Errada, porque aumentar a dependência de carros a combustão vai na contramão da mobilidade sustentável e tende a piorar poluição e congestionamento.
- B)Reduzir o acesso a áreas verdes e parques urbanos.
Errada, pois reduzir áreas verdes prejudica a qualidade ambiental e a saúde urbana, em vez de melhorá-las.
- C)Promover o uso de transporte público eficiente e a adoção de modos de transporte mais sustentáveis, como bicicletas e caminhadas.
Certa, porque transporte público eficiente, bicicletas e caminhadas diminuem emissões, aliviam o trânsito e favorecem a saúde.
- D)Priorizar a construção de vias expressas e rodovias de alta velocidade no centro da cidade.

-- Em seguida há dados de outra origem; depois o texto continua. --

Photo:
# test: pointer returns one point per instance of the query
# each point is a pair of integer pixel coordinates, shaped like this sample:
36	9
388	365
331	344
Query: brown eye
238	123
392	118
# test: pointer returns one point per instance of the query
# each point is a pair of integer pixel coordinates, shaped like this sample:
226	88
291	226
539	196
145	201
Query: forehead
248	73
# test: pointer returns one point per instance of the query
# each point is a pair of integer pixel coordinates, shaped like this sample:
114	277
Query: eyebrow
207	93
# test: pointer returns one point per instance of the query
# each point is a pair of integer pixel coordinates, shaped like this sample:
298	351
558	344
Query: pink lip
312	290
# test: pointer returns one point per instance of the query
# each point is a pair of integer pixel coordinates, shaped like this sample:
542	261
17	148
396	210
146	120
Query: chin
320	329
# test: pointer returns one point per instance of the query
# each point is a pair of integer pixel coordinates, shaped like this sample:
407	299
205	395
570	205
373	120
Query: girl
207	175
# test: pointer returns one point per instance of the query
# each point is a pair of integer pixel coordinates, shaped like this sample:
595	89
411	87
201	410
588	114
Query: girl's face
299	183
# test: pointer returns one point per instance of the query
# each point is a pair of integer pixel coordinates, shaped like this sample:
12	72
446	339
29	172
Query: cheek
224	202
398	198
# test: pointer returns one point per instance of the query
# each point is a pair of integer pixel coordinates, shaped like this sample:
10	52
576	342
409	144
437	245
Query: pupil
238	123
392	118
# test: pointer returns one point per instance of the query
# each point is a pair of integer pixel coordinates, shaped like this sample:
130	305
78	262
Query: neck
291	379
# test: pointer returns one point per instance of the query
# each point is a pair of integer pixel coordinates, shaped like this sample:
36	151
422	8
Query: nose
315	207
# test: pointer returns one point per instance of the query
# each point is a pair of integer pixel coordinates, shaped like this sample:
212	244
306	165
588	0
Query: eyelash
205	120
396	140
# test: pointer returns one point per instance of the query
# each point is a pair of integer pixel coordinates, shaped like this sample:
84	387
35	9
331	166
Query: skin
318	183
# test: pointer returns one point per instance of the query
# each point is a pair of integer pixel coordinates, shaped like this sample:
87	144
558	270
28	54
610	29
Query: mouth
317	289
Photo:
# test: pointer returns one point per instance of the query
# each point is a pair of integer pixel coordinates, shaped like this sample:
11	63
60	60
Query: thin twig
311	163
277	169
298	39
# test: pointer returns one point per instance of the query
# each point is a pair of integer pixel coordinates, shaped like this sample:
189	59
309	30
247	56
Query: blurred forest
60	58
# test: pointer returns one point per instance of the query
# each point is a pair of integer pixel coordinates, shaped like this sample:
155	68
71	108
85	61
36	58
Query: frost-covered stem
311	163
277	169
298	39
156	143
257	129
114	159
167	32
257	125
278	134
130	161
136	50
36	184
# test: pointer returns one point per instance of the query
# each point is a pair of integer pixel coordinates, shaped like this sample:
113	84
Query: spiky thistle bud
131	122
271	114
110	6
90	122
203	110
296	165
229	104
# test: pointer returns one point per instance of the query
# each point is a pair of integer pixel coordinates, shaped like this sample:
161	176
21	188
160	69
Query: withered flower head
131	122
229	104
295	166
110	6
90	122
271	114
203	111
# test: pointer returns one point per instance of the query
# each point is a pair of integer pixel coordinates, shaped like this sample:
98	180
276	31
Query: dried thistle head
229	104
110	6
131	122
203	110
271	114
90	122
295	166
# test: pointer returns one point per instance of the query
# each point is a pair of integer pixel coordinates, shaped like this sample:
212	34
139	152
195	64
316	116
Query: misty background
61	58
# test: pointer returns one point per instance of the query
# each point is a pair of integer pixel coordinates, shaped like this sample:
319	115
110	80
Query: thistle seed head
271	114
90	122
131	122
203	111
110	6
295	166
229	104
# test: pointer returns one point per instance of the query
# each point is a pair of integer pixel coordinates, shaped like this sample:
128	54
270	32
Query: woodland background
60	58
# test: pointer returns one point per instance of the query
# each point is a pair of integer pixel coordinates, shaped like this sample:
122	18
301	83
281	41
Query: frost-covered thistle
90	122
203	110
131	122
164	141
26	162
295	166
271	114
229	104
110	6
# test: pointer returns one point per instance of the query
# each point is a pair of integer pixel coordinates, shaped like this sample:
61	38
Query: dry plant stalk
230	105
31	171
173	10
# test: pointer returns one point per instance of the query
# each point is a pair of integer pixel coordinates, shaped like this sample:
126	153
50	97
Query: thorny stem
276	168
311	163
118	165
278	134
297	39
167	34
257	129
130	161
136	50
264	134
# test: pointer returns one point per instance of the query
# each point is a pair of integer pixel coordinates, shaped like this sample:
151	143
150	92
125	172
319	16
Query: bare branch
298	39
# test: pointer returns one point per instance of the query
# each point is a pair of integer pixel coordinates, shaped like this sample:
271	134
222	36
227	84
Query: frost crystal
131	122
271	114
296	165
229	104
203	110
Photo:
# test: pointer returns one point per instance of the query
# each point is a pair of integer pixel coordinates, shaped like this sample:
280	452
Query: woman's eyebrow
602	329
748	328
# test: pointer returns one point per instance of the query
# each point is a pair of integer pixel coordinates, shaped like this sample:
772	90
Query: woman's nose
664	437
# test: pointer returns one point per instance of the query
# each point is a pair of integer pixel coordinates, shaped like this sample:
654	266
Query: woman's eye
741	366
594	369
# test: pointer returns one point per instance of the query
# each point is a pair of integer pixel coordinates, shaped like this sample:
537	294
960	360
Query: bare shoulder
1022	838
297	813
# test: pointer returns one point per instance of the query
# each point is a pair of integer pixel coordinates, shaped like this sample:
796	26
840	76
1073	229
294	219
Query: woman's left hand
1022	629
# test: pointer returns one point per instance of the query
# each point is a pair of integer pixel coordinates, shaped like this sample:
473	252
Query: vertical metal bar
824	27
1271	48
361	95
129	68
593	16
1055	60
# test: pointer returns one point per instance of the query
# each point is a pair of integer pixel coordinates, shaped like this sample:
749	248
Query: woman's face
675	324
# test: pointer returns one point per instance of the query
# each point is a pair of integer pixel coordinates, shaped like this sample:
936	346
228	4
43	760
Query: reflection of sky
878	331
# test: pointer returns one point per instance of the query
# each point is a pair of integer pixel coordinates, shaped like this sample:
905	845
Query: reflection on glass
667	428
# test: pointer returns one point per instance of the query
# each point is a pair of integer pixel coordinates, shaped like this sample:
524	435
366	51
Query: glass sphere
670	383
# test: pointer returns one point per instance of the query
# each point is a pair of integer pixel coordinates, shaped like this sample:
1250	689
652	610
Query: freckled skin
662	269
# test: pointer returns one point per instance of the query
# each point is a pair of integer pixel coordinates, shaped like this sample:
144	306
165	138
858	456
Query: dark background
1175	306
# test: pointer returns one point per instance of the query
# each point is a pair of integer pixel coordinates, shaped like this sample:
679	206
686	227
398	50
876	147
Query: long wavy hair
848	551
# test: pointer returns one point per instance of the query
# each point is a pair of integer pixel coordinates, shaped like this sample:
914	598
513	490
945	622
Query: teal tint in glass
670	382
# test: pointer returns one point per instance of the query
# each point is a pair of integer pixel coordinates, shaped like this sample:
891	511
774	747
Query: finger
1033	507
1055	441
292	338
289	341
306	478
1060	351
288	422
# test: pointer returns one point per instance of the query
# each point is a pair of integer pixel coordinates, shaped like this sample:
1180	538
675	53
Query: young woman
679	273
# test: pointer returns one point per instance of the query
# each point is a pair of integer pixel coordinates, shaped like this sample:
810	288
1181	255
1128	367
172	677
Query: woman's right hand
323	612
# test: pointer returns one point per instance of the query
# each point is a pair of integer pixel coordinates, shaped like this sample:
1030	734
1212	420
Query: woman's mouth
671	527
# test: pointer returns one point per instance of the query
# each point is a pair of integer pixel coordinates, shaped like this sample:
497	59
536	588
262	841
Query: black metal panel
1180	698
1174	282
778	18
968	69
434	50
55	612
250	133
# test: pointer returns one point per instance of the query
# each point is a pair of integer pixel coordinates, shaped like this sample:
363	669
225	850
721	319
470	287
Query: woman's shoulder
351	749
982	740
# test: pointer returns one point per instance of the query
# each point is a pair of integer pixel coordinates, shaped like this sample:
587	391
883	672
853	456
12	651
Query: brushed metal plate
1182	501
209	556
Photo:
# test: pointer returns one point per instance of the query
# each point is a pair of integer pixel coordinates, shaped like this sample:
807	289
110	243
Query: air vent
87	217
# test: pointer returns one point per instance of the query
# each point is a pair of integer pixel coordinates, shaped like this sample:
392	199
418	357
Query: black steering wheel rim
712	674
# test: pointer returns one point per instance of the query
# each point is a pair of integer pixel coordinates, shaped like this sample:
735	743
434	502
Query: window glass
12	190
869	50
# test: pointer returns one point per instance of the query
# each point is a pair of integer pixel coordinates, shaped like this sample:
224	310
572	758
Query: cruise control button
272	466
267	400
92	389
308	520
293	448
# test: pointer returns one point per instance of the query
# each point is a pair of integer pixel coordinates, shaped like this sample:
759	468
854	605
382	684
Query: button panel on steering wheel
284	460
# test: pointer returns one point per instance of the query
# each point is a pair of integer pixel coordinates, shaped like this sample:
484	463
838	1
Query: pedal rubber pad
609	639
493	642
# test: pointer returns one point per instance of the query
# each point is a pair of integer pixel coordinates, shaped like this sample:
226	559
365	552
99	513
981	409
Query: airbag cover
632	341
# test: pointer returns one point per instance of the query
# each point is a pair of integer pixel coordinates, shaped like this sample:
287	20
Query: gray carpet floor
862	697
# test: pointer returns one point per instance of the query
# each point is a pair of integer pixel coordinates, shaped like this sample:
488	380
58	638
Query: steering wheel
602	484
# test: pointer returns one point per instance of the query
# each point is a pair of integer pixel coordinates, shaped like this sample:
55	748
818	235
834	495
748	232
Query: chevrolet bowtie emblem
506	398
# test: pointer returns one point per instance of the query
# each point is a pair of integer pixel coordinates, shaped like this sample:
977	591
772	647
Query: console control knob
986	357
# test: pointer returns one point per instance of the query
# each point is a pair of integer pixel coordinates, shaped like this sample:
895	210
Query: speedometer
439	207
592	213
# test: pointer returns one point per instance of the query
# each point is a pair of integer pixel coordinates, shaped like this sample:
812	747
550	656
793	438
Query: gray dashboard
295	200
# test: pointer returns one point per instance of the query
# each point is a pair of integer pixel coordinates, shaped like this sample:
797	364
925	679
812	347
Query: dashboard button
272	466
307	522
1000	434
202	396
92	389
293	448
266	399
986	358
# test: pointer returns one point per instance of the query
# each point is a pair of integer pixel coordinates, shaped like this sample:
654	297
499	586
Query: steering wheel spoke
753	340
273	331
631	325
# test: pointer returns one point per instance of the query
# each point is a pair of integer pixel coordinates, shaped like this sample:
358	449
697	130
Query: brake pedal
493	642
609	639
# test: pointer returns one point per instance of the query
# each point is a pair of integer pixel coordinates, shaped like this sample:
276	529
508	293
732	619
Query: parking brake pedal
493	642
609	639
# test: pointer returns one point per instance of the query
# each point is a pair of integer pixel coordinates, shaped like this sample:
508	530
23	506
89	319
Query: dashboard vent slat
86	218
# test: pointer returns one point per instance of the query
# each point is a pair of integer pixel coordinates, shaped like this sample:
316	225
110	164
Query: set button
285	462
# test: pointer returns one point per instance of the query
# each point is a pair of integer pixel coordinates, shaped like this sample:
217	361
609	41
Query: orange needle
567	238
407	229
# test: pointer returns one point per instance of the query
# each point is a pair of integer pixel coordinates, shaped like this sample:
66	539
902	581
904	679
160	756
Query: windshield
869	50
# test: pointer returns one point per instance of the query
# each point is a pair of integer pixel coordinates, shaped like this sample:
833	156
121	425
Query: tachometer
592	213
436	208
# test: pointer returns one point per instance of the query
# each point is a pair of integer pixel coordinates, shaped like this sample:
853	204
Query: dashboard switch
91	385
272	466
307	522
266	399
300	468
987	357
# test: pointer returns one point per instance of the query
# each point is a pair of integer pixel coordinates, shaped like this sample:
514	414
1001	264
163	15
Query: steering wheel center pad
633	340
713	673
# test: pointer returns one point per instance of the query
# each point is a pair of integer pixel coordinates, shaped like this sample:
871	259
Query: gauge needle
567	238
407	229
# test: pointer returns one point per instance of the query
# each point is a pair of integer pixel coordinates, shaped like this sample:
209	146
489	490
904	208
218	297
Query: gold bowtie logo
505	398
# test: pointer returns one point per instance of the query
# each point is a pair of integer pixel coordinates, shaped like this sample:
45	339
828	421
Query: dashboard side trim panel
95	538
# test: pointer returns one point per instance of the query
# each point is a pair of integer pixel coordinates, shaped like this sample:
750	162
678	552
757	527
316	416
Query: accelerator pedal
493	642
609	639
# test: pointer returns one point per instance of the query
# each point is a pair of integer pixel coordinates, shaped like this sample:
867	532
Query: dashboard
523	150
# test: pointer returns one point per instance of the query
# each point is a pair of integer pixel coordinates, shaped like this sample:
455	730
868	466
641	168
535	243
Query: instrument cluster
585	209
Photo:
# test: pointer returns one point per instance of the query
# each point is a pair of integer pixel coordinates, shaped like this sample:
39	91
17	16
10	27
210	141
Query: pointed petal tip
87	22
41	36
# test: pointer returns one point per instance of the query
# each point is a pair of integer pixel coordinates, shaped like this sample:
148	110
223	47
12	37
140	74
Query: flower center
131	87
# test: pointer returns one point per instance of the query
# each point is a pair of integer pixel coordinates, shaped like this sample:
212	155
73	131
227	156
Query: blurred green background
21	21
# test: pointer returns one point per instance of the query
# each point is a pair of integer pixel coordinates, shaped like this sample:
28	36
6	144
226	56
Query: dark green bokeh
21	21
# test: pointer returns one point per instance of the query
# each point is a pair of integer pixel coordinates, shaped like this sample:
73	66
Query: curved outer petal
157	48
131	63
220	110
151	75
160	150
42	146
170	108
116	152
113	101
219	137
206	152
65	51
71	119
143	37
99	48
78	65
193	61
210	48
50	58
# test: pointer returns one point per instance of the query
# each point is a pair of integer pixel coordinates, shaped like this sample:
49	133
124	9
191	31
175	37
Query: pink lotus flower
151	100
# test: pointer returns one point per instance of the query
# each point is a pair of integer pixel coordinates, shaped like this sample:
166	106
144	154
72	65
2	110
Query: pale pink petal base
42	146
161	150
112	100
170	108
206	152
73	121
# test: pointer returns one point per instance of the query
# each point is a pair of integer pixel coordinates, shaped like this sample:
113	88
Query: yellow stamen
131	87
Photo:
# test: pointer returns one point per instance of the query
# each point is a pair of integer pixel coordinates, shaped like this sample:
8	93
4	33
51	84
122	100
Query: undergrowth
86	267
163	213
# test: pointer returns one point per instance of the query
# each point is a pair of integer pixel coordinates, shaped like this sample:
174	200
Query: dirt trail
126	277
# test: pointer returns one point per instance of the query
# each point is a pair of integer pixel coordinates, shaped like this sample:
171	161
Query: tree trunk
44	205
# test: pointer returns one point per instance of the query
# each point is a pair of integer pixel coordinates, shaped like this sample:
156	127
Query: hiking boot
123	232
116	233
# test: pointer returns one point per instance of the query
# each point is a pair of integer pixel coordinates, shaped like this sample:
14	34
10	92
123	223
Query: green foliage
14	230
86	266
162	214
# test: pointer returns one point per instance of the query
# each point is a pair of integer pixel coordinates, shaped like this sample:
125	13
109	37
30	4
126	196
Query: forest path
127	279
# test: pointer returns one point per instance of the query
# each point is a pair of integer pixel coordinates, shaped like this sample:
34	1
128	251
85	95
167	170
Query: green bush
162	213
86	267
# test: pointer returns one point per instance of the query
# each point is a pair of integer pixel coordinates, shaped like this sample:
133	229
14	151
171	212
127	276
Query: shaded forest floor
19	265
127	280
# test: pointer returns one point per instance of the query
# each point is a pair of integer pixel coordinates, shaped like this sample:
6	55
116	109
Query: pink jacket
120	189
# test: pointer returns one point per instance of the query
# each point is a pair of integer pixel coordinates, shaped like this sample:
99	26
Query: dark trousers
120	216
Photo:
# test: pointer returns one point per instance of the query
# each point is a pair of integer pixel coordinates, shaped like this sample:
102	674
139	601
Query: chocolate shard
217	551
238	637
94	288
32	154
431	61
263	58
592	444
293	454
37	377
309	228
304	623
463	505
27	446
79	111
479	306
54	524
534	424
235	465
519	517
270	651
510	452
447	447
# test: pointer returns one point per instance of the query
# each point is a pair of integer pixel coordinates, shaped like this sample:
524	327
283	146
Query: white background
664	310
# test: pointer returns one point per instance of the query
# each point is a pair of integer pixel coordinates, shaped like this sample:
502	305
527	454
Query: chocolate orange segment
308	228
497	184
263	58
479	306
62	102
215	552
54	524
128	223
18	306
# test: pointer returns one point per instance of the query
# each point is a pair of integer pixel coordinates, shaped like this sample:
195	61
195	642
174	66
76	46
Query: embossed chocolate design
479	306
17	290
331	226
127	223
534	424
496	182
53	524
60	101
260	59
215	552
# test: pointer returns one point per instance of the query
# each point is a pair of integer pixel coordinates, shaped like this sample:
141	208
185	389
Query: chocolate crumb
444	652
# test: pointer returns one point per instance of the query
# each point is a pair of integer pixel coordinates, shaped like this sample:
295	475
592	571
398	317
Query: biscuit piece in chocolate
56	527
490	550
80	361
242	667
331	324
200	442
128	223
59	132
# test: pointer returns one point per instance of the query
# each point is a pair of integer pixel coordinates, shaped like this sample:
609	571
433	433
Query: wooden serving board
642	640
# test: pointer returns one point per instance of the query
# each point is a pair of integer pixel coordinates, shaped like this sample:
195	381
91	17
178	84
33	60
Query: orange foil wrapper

Errada, porque priorizar vias expressas no centro costuma estimular mais carros e não resolve, por si só, os problemas estruturais da mobilidade urbana.
Gabarito: C
A ideia central da Política Nacional de Mobilidade Urbana é organizar o deslocamento das pessoas de forma mais eficiente, acessível e sustentável. A Lei 12.587/2012 valoriza o uso racional da infraestrutura urbana e incentiva meios de transporte que reduzam impactos ambientais e melhorem a qualidade de vida. Em outras palavras, mobilidade boa não é só andar mais rápido, mas andar melhor. Quando a cidade aposta em transporte público de qualidade, integração entre modais e estímulo à bicicleta e à caminhada, ela diminui a quantidade de carros nas ruas. Isso reduz congestionamentos, emissão de poluentes e ruído, além de favorecer a saúde da população. É a lógica do planejamento urbano moderno: menos dependência do automóvel, mais alternativas sustentáveis. O gabarito está correto porque a alternativa descreve exatamente essa estratégia: fortalecer o transporte coletivo eficiente e os modos ativos de deslocamento. Isso conversa diretamente com os objetivos da Lei 12.587/2012, que busca acessibilidade, eficiência, equidade e sustentabilidade na mobilidade urbana. Já as outras opções seguem na direção contrária, pois aumentam o uso de carro, pioram a poluição ou privilegiam soluções viárias que não enfrentam o problema de forma integrada. Em prova, sempre desconfie da resposta que parece resolver tudo com mais asfalto e menos planejamento.